The Chameleons – Live In Toronto

Originally released June 14th, 1992. A version of this review was originally published on April 1st, 2007.

The fractious interpersonal chemistry of Manchester’s Chameleons probably cost them the kind of exposure which propelled sometime contemporaries like  U2  into the Band-Aid firmament; critically lauded, they found themselves almost permanently at odds with a cabal of tiny labels as well as each other, their opus/classic “Script of the Bridge” meandering into unprompted nothingness. For some, they remain the most important band on earth (A trio of reformation gigs at the dingy Wychwood club in Ashton-Under-Lyne in 2000 saw attendees from four continents) whilst for potential new initiates “Live in Toronto” is one of the easiest points of access.

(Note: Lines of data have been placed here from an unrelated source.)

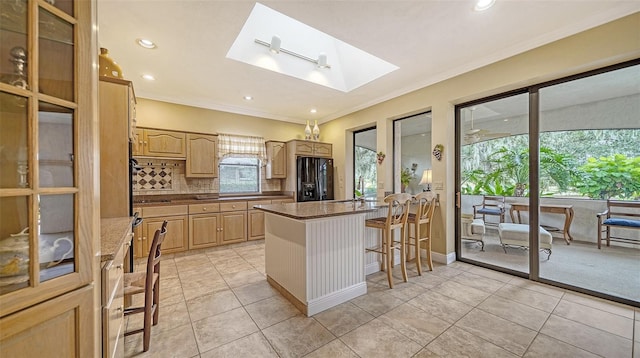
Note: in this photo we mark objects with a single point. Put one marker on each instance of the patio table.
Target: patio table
(566, 210)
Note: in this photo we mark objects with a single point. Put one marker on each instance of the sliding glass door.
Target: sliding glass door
(536, 167)
(494, 171)
(365, 168)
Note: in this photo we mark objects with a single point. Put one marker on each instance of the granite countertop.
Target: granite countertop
(321, 209)
(113, 234)
(182, 199)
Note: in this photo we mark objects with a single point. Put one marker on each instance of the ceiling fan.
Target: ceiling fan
(475, 135)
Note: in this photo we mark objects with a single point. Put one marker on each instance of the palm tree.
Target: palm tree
(556, 169)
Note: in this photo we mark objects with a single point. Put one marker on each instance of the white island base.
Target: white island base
(316, 263)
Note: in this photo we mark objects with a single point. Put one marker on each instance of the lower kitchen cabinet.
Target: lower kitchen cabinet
(198, 226)
(217, 224)
(234, 227)
(255, 221)
(203, 230)
(175, 240)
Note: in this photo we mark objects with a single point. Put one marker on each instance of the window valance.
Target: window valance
(230, 145)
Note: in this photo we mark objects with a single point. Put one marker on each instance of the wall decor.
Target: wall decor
(437, 151)
(307, 132)
(316, 131)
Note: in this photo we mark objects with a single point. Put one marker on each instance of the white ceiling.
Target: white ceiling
(428, 40)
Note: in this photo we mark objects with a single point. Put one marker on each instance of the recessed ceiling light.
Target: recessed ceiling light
(146, 43)
(482, 5)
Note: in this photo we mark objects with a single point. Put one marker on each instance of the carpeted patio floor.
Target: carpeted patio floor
(611, 270)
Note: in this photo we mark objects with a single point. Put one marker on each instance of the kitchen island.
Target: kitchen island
(315, 251)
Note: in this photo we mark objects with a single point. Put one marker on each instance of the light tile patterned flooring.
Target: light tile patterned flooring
(217, 303)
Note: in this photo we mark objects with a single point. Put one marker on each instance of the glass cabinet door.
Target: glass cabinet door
(41, 186)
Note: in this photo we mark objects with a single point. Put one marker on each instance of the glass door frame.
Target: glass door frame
(533, 184)
(534, 170)
(353, 157)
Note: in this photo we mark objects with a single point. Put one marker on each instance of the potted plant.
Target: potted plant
(405, 177)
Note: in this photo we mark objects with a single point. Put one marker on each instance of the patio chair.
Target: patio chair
(491, 205)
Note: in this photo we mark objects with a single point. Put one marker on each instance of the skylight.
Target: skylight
(349, 67)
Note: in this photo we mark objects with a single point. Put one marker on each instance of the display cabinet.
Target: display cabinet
(47, 156)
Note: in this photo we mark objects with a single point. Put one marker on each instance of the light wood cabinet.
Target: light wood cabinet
(203, 230)
(137, 147)
(48, 129)
(217, 224)
(113, 326)
(176, 239)
(276, 160)
(233, 226)
(117, 112)
(309, 148)
(255, 220)
(202, 157)
(160, 143)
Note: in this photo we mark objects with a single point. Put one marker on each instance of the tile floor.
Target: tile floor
(217, 303)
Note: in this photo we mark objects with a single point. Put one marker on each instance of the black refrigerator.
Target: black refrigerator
(315, 179)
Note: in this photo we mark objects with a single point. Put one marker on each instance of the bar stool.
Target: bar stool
(396, 219)
(426, 202)
(147, 282)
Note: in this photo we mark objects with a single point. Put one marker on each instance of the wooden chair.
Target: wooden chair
(147, 282)
(491, 205)
(396, 218)
(421, 224)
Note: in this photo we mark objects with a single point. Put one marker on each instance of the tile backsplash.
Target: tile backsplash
(164, 176)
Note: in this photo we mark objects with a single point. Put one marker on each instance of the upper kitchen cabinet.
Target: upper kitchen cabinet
(48, 155)
(117, 122)
(202, 158)
(160, 143)
(276, 160)
(312, 149)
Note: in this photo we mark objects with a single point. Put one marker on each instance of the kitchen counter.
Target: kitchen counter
(113, 233)
(182, 199)
(321, 209)
(314, 251)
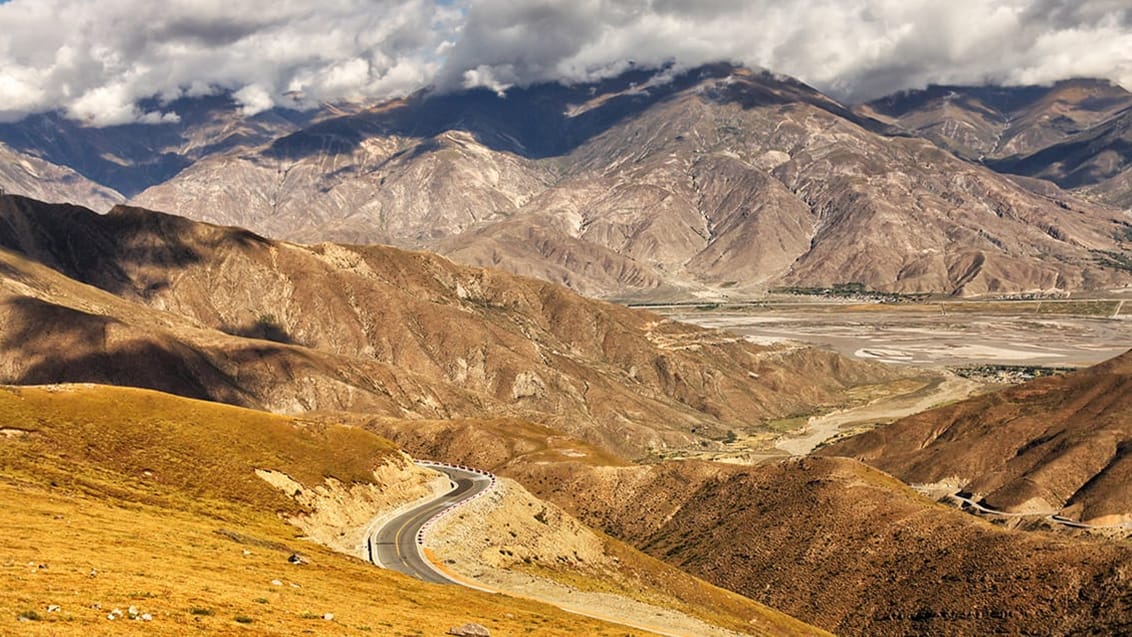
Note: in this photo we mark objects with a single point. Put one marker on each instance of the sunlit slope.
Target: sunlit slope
(116, 498)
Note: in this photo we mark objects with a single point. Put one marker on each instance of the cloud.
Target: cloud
(95, 60)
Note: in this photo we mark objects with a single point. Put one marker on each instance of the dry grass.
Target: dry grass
(134, 498)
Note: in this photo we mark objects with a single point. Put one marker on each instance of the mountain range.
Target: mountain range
(717, 181)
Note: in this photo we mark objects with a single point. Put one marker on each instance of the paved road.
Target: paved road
(394, 543)
(1052, 516)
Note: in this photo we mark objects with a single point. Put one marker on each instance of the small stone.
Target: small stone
(470, 630)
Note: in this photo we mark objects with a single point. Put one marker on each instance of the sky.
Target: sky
(94, 60)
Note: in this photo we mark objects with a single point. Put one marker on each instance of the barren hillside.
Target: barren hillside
(1054, 445)
(223, 313)
(831, 541)
(719, 179)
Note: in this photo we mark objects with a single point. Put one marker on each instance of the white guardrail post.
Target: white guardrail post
(446, 510)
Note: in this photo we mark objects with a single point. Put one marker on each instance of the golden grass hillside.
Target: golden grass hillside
(116, 498)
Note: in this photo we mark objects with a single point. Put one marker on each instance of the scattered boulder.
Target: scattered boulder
(470, 630)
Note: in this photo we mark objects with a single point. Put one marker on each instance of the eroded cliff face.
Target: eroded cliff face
(340, 516)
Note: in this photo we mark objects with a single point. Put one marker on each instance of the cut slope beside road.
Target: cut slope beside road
(394, 544)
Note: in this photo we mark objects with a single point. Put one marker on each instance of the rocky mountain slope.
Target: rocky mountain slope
(1055, 445)
(32, 177)
(831, 541)
(180, 536)
(130, 157)
(720, 179)
(222, 313)
(1074, 132)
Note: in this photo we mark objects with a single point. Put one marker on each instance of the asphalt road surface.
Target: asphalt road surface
(394, 543)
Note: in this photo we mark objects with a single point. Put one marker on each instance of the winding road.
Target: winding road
(394, 544)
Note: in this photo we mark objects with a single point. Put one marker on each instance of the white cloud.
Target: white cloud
(95, 60)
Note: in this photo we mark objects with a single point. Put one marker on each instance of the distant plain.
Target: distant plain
(935, 334)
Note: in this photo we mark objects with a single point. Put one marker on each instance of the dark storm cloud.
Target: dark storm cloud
(95, 60)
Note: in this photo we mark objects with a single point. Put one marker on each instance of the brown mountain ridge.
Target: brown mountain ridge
(222, 313)
(719, 180)
(1058, 445)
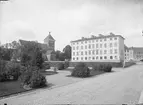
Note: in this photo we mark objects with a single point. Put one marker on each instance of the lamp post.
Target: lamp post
(1, 3)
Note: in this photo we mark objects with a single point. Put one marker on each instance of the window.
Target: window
(85, 52)
(110, 51)
(89, 46)
(73, 53)
(115, 51)
(115, 44)
(101, 52)
(77, 47)
(110, 44)
(92, 45)
(111, 57)
(96, 45)
(97, 57)
(76, 58)
(76, 53)
(105, 45)
(97, 52)
(73, 48)
(89, 52)
(116, 57)
(93, 58)
(100, 45)
(105, 51)
(93, 52)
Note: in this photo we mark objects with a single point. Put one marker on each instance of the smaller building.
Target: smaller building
(134, 53)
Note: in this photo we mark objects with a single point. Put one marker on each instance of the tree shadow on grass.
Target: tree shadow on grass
(48, 72)
(92, 74)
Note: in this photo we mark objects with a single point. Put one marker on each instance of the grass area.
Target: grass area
(11, 87)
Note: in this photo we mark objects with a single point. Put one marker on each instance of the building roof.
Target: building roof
(49, 37)
(98, 37)
(137, 49)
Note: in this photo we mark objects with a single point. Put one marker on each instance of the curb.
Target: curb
(141, 98)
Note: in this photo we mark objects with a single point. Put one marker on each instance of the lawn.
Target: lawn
(8, 88)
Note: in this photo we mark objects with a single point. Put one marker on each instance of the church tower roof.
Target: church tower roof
(49, 37)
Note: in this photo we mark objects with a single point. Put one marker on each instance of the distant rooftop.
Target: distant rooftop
(98, 37)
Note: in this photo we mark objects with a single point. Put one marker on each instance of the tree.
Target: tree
(67, 52)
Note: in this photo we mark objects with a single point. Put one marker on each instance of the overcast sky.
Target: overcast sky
(71, 19)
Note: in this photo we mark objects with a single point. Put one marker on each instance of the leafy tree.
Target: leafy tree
(67, 52)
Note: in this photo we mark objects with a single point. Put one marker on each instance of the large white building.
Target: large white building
(109, 48)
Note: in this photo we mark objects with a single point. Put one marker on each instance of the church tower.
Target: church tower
(50, 41)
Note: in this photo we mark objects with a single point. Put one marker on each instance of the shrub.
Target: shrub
(37, 80)
(46, 65)
(81, 70)
(108, 68)
(60, 66)
(66, 64)
(12, 70)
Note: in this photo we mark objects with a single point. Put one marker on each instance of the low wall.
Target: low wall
(89, 64)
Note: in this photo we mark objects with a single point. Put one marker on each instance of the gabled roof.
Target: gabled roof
(99, 37)
(49, 37)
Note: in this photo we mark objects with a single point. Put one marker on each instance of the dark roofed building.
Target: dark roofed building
(47, 47)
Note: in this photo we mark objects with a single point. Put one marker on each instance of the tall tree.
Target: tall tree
(67, 52)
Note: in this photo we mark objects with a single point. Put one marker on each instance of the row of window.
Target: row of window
(95, 52)
(97, 40)
(93, 46)
(94, 58)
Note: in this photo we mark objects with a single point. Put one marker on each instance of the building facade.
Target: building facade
(109, 48)
(134, 54)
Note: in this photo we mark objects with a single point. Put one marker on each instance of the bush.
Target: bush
(66, 64)
(60, 66)
(46, 65)
(37, 80)
(108, 68)
(81, 70)
(12, 70)
(32, 77)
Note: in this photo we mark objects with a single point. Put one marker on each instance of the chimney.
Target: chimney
(112, 34)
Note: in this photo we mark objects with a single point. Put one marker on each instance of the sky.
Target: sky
(69, 20)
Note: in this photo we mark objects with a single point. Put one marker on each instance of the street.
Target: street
(117, 87)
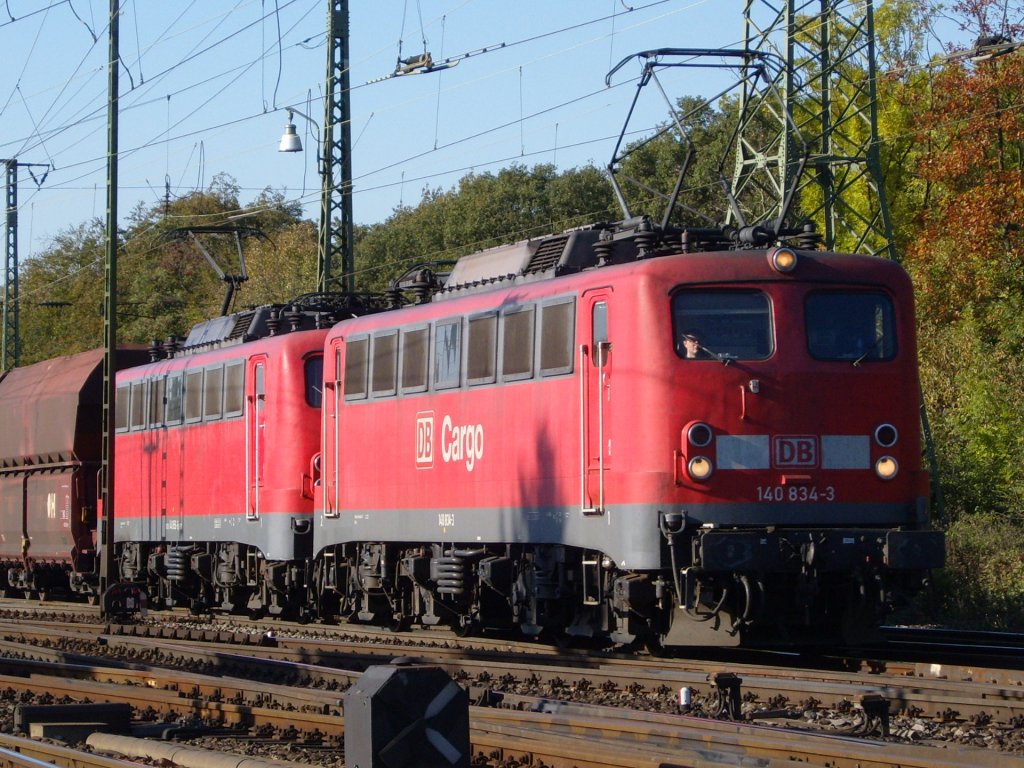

For most bands live albums are an ugly hostage to contractual fulfilment; because however of the parlous state of The Chameleons jigsaw like career – in which a long term home for their music evaded them – “…In Toronto” is far from this, it’s understated rawness adding depth, emotion and intensity to a venerated back catalogue, turning what the marketing men would have labelled a “Greatest Songs” collection. Ugly and beautiful at the same time, it’s a touchstone made by people unable to ever reconcile themselves with an industry that made cheekbones and hype a priority over ability and talent.

Many struggled to pigeonhole the band’s complex and intense sound, a conflation of Burgess’ tortured poetry accompanied by Echo and the Bunnymen meeting early Simple Minds. Introverted and wary of the machine, unsurprisingly they were neither slick, smart or charismatic enough to escape the world of twilight radio programming in the years between the death of new romanticism and the coming of the C-86 generation. Fate not being without a sense of irony though, by the time singer Mark Burgess and co. played their final north American tour in mid-1987 the effete cod-gaelic rockers they had slogged the pub circuit with were selling out stadiums with their gestural pomposity, whilst they were making do with Toronto’s RPM club.

..In Toronto” opens with Burgess’ pounding bass on the pivotal “Swamp Thing”, before the stark warning of “A Person Isn’t Safe Anywhere These Days” (Introduced with typically understated pathos; “This is a song about getting your head kicked in – it happens a lot where I live”) on which chill melodies interleaved Cure-like as the song’s graphic depiction of violence shook the room. Having nothing new to promote, the band were free to deliver an undisputed set of standards – the elegiac “Singing Rule Britannia” massive, soaring; the nostalgic early rawness of “In Shreds” bursting from it’s post-punk seams.

The real joy however is the minimalist post production, a refreshing break from the fraud of posthumously airbrushing performances with edit, studio trickery and over dubbing. Burgess’ stolid intros and outros are strange and funny – spoken in what must have been to the audience an incomprehensibly thick northern English accent – and his voice is raw and emotional, with cohorts Fielding, Lever and Smithies almost faultlessly in syncopation.

The final quarter is spellbinding; a plaintive, multi time shifting “Soul in Isolation”, the undulating “Second Skin”, followed by an almost never-ending ten minutes of the claustrophobic “Caution” then finally a maniacal encore blast of “Splitting in Two” which scorches the walls, Burgess screaming the words into corpuscle shredding paroxysm.

You ache to have been there. Afterwards the band strolled anonymously into the warm Canadian night, just ordinary people, making remarkable music.